⚾ 🥎 ⚾ The SEC is implementing a 10-run mercy rule in conference play this year.

You say that, but arm care is important. I saw something yesterday from a Tennessee fan where they beat Mississippi State like 23-2. That is a lot of arm work for fielders and pitchers. Catchers touch the ball just about every play. Talking about the players, the scholarship situation in college ball, but safety is important for their future and most selfish fans and even the athletes themselves don't understand it. No kid is gonna take himself out of a game or even thinking about his arm. Longevity has it's concerns.
The coach’s job is to manage arm care and all that hence why in today’s MLB most starters only pitch normally no more than 6 innings
 
You may be talking personal preference over the mass opinion here, because football is a perfect example of that not being true. Saban has drilled fans for years leaving the beatdowns early. People want to head out before traffic, mess around town more, simply lose interest, and the ones staying are because they want to wait the traffic out. Life is so time compacted these days with always something else to do you rarely see folks sitting at the ball park in a blowout simply because they have nothing else better to do. The players? Sure the backups would like a chance, but reality shows they rarely get that chance. Football, rarely do the 3's get any work. Basketball, the walk-ons may get one minute of time to just pass the ball around with the occasional 3-4 minutes of time where they can actually set up the offense and run it. Baseball, a lot of the same.
A comparison to football and basketball is misplaced both in your traffic terms and in what you're calling walk-ons. The scholarship disparity for the latter, the number of attendees for the former. Hell, the starters are spending money to play in baseball.
 
It's a good thing officials are paying attention to the length of games: some games.

To me it seems you're looking at this through the lenses of "working" three versus three and a half hours. Fans and players want that extra half of an hour.
Working for the university has a way of doing that to you.
 
The coach’s job is to manage arm care and all that hence why in today’s MLB most starters only pitch normally no more than 6 innings

I think you are giving way too much credit to coach's at any level if you honestly believe they are all caring for the arms of their players. Seen it and heard it time and time again that isn't always the case. Yes, you have some good coaches that do, but then you have others that will do anything to win. I have no doubt Tennessee's coach would sacrifice his first born for any notoriety.
 
A comparison to football and basketball is misplaced both in your traffic terms and in what you're calling walk-ons. The scholarship disparity for the latter, the number of attendees for the former. Hell, the starters are spending money to play in baseball.

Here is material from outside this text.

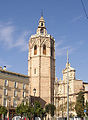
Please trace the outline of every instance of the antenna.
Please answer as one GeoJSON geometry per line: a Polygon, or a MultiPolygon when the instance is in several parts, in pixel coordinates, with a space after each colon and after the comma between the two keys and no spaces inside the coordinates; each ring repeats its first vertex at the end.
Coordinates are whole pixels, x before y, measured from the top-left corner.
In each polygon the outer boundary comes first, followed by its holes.
{"type": "Polygon", "coordinates": [[[83,7],[84,13],[86,15],[86,18],[88,19],[88,15],[87,15],[86,8],[85,8],[85,5],[83,3],[83,0],[81,0],[81,3],[82,3],[82,7],[83,7]]]}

No it's not. How is it misplaced? I know I leave early almost every game with my young kids to beat some of the traffic out of the stadium and in Tuscaloosa when leaving town. "Hmmm, watch the last five minutes of a 48-10 game or save myself an hour and thousands more people by leaving 20 minutes early?" Texas A&M in 2022 was the only game since Tennessee back in 2015 where I have stayed the entire game because it was close in Tuscaloosa. Stayed all game at the rose Bowl because my son wanted to give a picture he drew to a player, so we waited. There are thousands walking with us, so it's clearly what others are doing as well. Look at the stadium. Why has Saban gotten onto the students and fans for leaving early then if it's not something that is happening and that he noticed.

Basketball has shown that exact same deal with some of the blowouts we've had this year. The crowd is significantly less in areas late in the game. Years past, they just didn't show up due to the product.

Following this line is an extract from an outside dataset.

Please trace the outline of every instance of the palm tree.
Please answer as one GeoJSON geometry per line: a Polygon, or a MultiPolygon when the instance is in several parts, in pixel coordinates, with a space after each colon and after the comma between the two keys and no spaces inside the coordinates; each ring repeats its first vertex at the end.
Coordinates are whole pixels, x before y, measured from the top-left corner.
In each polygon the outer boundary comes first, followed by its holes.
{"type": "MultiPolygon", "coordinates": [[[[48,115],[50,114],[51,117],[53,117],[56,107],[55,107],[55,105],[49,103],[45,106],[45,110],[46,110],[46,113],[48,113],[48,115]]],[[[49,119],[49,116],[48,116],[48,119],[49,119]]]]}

To your comment about the starters paying to play, yes, I know, that's why I made a comment about baseball scholarships. But you know full well what I meant by that. Depth chart guys, not starters. They aren't getting much time at all in blowouts. Betting you the starters aren't chomping at the bit to play in the 8th inning of a 15-0 game and would rather rest and help rehabilitate their bodies after a game. no need to bet, because I know. Got a couple of friends with kids on D-1 rosters right now that have shared a lot of this information with me already in that regard.

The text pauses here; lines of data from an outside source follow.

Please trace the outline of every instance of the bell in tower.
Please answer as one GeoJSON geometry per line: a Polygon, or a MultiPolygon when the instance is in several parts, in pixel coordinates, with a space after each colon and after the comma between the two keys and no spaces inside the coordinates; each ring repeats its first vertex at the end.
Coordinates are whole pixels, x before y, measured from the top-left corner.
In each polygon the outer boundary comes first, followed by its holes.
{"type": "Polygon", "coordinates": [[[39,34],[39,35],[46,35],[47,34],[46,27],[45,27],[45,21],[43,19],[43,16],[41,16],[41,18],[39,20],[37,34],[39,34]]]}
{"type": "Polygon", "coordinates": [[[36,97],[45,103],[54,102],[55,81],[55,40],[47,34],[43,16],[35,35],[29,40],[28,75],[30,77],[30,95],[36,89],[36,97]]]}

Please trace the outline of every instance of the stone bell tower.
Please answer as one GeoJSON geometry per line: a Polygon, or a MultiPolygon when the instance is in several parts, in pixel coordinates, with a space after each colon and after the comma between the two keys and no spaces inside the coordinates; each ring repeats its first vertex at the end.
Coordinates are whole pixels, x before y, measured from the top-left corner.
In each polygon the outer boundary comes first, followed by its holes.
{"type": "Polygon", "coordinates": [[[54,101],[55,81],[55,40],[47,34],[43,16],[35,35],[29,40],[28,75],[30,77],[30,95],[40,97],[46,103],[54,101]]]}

The dynamic of sports has changed. Athletes are more in tuned with their bodies and are advised by their agents/parents/handlers/3rd party specialists to take care of their bodies for longevity reasons and for that investment. Major League clubs are looking for the best investment, not just a guy that can throw 97 mph and takes garbage care of himself. They want athletes they can profit from and build off of for years. So yes, players are most definitely wanting less hits, tackles, falls, fielding, jumps, and throw tallys on their bodies.
 
@BamaFan334

You're comparing a 3000 crowd to 100K. With basketball, comparing a crowd that's three times the size. At night, more often than not.

As cited, affecting how many games?

It's all relative to the percent of people leaving! I never said they were directly correlated like you're trying to act like it's 1:1.

It won't be affecting many, and that's the entire point. It affects the games it needs to affect, the blowouts. The point I was contending though was that the fans won't be complaining and leave early most of the time anyways.